Come si fa a creare una rete di contatto efficace all’estero?
Il nostro segreto è molto semplice: stabilire degli obiettivi comuni da raggiungere. Non c’è bisogno di essere in sintonia su tutti i postulati, parlare allo stesso modo, abbracciare la medesima ideologia su ogni fronte. Per lo sciopero internazionale delle donne nel 2017 ad esempio, siamo partite in tutti paesi da uno slogan comune, «la solidarietà è la nostra arma», poi ogni gruppo si è scelto i propri messaggi di protesta. Da un po’ di tempo i vostri vicini e vicine in Bielorussia vivono in una realtà al limite di una guerra civile.

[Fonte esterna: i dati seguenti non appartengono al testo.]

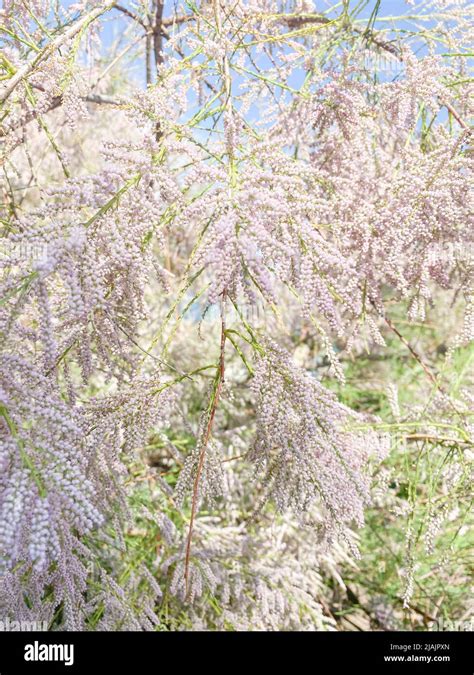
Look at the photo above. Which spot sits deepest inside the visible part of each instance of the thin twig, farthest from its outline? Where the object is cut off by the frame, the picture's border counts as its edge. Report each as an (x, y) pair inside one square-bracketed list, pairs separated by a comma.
[(205, 441)]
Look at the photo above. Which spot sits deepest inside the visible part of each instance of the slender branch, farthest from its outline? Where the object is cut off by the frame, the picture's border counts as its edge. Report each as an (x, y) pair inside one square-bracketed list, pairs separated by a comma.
[(205, 441), (28, 68), (131, 15)]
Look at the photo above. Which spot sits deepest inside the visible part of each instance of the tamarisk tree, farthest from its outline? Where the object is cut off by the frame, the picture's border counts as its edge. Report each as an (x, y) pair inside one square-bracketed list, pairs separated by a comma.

Siete in contatto con gruppi locali?

L’Osk sostiene Partyzantka, un gruppo di femministe bielorusse attive in Polonia. Le scollature, esibite per strada dall’artista polacco-bielorussa Jana Shostak e dalle altre militanti, con i nomi della aziende che collaborano con il regime di Lukashenko, hanno fatto clamore da noi. Sono un nucleo molto attivo. Tra le varie le stiamo aiutando a mettere in piedi una linea telefonica gratuita per fornire assistenza sociale e legale ai profughi e immigrati bielorussi in Polonia.

Il secondo e ultimo sciopero internazionale delle donne si è svolto nel 2018. Lo considerate un capitolo chiuso?

L’anno scorso abbiamo concentrato i nostri sforzi sul potenziamento della rete a livello locale e abbiamo speso molte energie nelle proteste di piazza contro la messa al bando dell’aborto terapeutico in Polonia. Ma lo sciopero internazionale è un discorso sul quale vogliamo tornare. Le donne continuano ad essere una delle categorie più penalizzate dalla pandemia e noi non possiamo restare con le mani in mano.